As a virtualization consultant, I know there’s a wide variety of technologies at every level – hypervisor, storage, networking, and even server hardware is getting to some degree more complex in terms of what you need to know to manage it effectively. Everyone can’t be an expert in every single storage technology as an example, and with more and more options that are radically different in their architecture, right now I wanted to make my own little contribution to the world for consultants and admins alike on basic things you should and shouldn’t do with one storage solution – Nutanix. For us consultants, we often find ourselves within environments with something we’re not totally familiar with, so some helpful concise guidance can go a long way. Admins, too, may have depended upon a consultant or previous colleagues that no longer work there for implementation and support, but now it’s on them, so I thought this would be helpful.
There are quite a few things everyone should know if they ever are working on a environment with Nutanix that aren’t necessarily obvious. I can see it being pretty darn easy to blow up a Nutanix environment if you’re not aware of some of these things.
Common stuff
- Contact Nutanix Support before downgrading licensing or destroying cluster to reclaim licenses (unnecessary if you’re using Starter licensing though). This was repeated many times, so I’m guessing if this isn’t done, you’ll be hating life getting licensing straight.
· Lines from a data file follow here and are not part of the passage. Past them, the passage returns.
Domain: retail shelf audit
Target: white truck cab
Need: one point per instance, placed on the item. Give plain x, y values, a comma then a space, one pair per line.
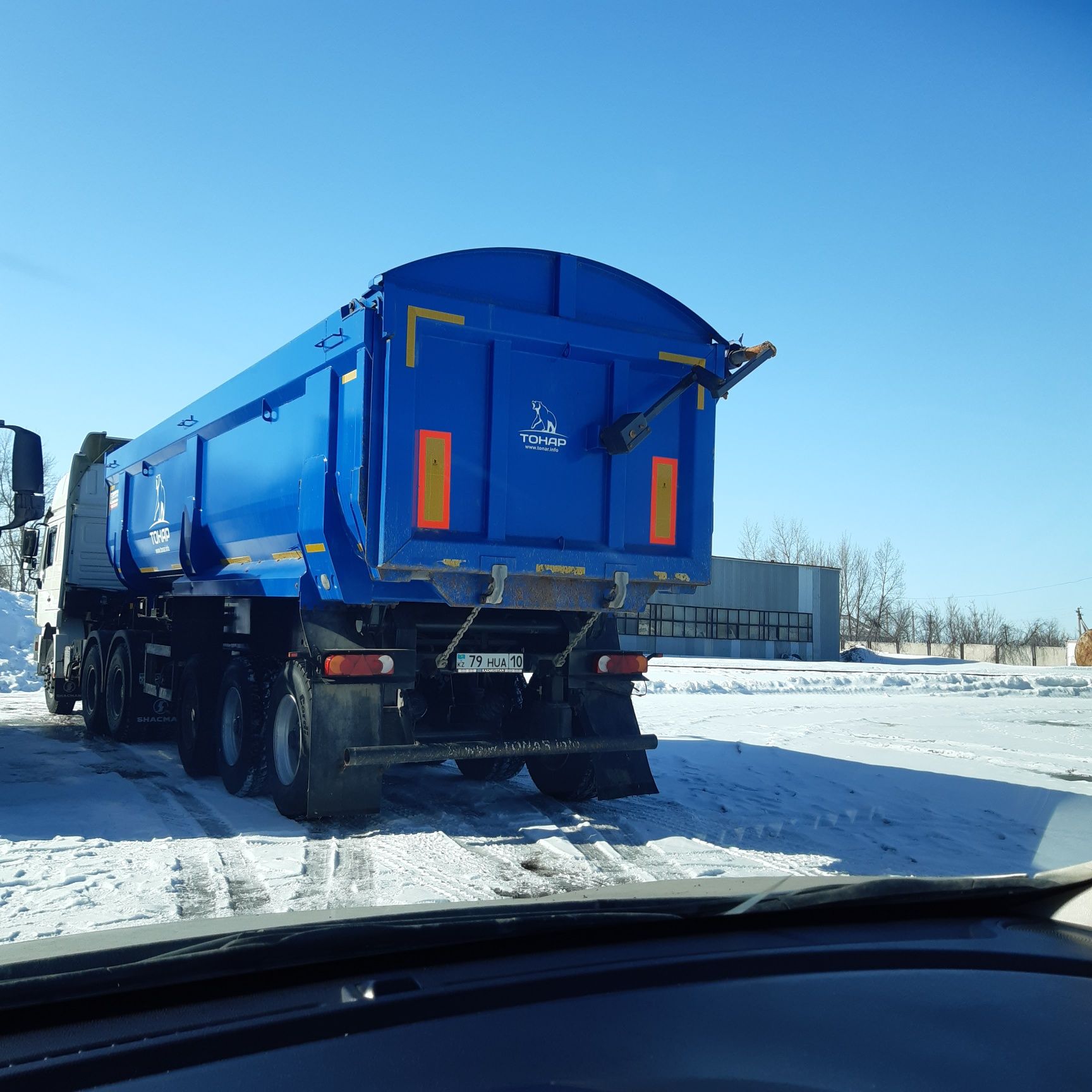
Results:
71, 564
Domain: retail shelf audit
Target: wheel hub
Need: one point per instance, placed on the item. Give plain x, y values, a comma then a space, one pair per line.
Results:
231, 726
288, 739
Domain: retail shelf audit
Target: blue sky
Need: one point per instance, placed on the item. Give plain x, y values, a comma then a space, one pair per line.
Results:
898, 196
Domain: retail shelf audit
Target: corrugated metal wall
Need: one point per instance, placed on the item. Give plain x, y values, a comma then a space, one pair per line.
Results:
738, 585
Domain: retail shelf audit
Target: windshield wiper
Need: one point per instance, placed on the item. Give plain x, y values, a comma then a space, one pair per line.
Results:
911, 890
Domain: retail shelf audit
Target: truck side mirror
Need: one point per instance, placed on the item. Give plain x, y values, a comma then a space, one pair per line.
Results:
28, 478
28, 547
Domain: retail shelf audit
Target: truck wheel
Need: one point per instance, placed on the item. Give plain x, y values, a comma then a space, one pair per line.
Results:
197, 730
241, 751
289, 741
490, 769
564, 777
120, 697
497, 706
58, 706
91, 691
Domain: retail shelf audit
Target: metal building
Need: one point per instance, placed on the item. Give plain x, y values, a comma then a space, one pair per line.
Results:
753, 610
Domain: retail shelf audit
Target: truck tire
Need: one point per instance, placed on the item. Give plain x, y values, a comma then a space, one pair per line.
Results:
499, 706
564, 777
289, 741
197, 725
92, 694
120, 694
241, 744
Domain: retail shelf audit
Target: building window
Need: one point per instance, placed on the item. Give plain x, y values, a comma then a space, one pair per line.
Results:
719, 624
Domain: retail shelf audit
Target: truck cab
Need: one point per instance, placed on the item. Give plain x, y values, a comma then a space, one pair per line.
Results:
71, 570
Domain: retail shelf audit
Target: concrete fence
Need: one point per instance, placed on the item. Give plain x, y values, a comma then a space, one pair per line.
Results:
1021, 655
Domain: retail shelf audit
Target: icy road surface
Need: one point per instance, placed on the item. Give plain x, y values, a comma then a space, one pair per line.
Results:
763, 769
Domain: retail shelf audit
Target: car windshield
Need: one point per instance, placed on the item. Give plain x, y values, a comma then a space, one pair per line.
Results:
406, 532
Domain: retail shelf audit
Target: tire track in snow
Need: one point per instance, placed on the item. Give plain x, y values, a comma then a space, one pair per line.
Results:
528, 847
243, 895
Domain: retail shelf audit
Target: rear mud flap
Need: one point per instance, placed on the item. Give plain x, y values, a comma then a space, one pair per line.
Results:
607, 710
343, 715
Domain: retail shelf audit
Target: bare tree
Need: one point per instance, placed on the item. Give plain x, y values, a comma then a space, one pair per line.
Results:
889, 586
858, 589
871, 594
789, 542
751, 541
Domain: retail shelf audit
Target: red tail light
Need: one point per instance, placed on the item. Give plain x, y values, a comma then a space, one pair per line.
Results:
622, 663
357, 664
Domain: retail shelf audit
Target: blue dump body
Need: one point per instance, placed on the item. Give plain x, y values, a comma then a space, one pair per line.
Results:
446, 423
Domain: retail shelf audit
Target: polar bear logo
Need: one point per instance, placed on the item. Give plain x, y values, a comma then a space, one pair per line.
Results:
161, 502
545, 422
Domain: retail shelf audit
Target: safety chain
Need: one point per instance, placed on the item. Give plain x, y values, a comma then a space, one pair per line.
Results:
441, 660
562, 657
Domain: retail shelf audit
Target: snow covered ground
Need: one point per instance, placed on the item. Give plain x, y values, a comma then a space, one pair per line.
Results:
16, 641
763, 768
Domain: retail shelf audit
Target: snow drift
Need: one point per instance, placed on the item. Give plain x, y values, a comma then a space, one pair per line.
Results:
16, 642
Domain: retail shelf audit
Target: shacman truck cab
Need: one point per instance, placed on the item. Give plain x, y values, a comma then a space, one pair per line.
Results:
402, 538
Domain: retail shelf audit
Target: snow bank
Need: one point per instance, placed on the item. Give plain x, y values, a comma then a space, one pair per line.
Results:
862, 655
757, 677
16, 642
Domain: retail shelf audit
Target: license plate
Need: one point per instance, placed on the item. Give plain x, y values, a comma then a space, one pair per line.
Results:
490, 662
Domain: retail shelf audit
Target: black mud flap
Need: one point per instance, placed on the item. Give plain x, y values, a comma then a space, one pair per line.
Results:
342, 717
606, 709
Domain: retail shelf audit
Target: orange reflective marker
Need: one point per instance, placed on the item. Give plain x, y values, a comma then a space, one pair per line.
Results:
664, 488
434, 480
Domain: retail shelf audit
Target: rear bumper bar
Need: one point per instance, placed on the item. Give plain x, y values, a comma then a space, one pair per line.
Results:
526, 748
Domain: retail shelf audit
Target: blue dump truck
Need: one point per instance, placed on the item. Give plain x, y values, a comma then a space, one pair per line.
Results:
402, 538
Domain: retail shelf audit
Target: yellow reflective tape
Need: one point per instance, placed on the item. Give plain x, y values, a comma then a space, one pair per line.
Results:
678, 358
413, 313
433, 505
663, 505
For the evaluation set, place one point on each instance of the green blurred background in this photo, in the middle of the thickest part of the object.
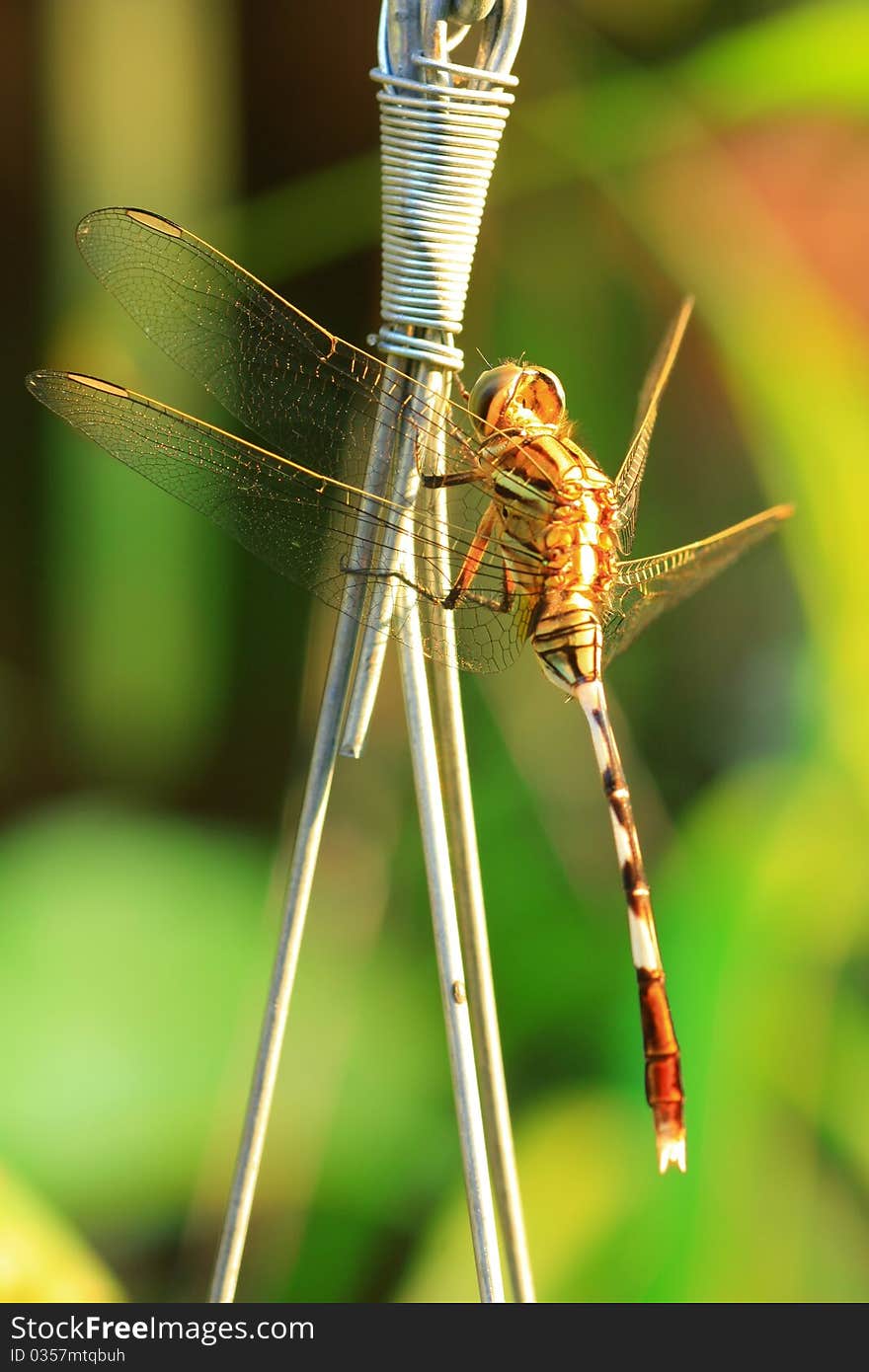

- Do NOT delete the Nutanix Controller VM on any Nutanix host (CVM names look like: NTNX-<blockid>-<position>-CVM)
- Do NOT modify any settings of a Controller VM, all the way down to even the name of the VM.
- Shutdown/Startup gotchas:
- It’s probably best to never shutdown/reboot/etc. more than one Nutanix node in a cluster at a time. If you do more, you may cause all hosts in the Nutanix cluster to lose storage connectivity.
- When shutting down a single host or < the redundancy factor (Nutanix number of hosts it is configured to tolerate failure in a Nutanix cluster), migrate/shutdown all VMs on host EXCEPT the controller VM, THEN shutdown the controller VM.
- If you are shutting down a number of hosts that exceeds the redundancy factor, you need to shutdown the Nutanix cluster. There’s also a specialized procedure to start up the Nutanix cluster in this situation. That’s beyond the scope of this email.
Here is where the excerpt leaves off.